In parentland, phrases like these get tossed around frequently, and they often elicit instant empathy from friends who’ve been there. Taking care of a kid is hard. If you’re doing it alone, temporarily, it’s harder, temporarily. But for all of us with a partner who offers support in any form, physical, emotional or financial, let’s stop with the hyperbolic “single parent” descriptor. Why? Because it devalues the work of actual single parents.

“If you break your arm, you wouldn’t call yourself ‘disabled’,” writes author Rachel Simmons, a real single mum, for Slate. “You’re parenting solo, but you are not a single mother. Your challenge is temporary, your relief around the corner. Why does your passing inconvenience make it OK to bogart my identity?”

It doesn’t. While Wikipedia says “there’s no true definition of what ‘single parent’ means and is more based on opinions”, the reality is, when we appropriate one group’s burden to call attention to our own challenges, we blur the real problems that exist. There is, of course, a wide spectrum of privilege among single parents — those who are raising children without a partner, by choice or otherwise — but it’s important to recognise some facts: Of single parents in the US, 83 per cent are mothers. Only one third of single mothers receive any child support. The poverty rate of single-mother families is nearly five times that of married-couple families. Families headed by women of colour fare the worst.

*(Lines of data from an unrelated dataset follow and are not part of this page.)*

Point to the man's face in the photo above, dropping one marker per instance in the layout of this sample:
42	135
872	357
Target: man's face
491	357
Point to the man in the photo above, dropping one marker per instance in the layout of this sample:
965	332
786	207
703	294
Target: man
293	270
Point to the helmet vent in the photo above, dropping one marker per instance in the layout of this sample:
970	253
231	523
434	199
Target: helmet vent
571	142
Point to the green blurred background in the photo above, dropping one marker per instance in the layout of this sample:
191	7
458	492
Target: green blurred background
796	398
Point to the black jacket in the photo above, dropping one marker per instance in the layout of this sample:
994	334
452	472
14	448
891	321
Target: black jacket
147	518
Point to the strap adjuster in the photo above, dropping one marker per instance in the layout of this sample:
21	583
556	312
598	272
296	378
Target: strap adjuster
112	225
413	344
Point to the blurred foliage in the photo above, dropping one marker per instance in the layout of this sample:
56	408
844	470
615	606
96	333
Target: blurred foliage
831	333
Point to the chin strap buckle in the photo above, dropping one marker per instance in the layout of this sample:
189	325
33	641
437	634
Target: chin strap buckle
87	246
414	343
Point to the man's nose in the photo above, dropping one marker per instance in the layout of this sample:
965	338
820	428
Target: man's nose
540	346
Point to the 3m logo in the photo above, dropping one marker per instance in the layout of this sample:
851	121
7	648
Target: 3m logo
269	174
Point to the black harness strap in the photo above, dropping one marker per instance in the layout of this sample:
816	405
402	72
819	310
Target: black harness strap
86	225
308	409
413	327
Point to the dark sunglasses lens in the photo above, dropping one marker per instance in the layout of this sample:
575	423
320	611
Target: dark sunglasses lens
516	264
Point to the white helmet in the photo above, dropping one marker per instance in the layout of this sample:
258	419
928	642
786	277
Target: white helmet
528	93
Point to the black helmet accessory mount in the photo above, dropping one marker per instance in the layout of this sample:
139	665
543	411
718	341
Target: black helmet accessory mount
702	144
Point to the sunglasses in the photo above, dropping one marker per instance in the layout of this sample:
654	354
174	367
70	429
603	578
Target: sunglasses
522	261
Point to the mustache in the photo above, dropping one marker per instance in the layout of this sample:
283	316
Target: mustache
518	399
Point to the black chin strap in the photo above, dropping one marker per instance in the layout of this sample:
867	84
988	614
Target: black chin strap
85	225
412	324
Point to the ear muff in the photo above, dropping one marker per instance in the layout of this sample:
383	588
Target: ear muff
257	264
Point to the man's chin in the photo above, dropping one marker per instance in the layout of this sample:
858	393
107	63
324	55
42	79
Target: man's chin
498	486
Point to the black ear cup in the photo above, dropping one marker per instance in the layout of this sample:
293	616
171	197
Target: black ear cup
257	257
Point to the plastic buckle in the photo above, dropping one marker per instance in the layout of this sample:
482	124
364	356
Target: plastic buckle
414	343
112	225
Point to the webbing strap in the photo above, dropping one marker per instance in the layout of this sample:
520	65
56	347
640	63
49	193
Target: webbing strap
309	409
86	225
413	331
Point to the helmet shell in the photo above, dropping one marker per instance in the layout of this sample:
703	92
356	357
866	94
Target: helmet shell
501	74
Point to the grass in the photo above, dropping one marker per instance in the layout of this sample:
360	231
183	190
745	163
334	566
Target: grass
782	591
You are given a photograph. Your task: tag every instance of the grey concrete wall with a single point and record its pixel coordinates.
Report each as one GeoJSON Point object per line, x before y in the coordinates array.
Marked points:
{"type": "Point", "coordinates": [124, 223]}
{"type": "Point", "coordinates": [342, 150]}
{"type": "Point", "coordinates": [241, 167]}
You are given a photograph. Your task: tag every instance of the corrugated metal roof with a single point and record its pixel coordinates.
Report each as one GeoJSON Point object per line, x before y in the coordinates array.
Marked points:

Beyond that, well, having the support of a partner or co-parent or ex, even if it isn’t exactly what you had imagined, makes your parenting experience different from that of single parents, so honour that. In a piece on Scary Mommy titled, “You Can’t ‘Single Mom It’ If You’re Not a Single Mom“, Liane Cole shares what it’s really like to be a single parent — the guilt, the loneliness, the expense of shelling out cash for a babysitter if you just need to get a haircut or pap smear. “The responsibility of my child’s future, schooling, friendships, activities, social skills, emotional adjustment, health, self-esteem, happiness, ability to trust, confidence, resilience, behaviour, and needs is all on me, 24 hours a day, 7 days a week, 365 days a year, forever,” Cole writes.

She’s also thankful every day for her life with her son, whom she loves immensely. You see, single parents are allowed to complain about being single parents. All parents are allowed to complain about being parents (because, really, what would our conversations over drinks even consist of otherwise?). But all parents cannot complain about being single parents.

As a parent with a partner, I know that if I have a bad cold, I can take some medicine and conk out, and my husband will be coherent enough in case there’s an emergency. I know I can use the restroom in an airport and not have to cram a suitcase, stroller, nappy bag and squirming baby into the tiny stall with me every single time. I know that I can “tap out” in the middle of a raging preschooler-tantrum and hide in a corner until I gain some composure again. I know I have back-up.

So if my husband is out of town, I will tell my friends, “I’m solo until Wednesday.” I’m pretty sure they will still come over and bring wine.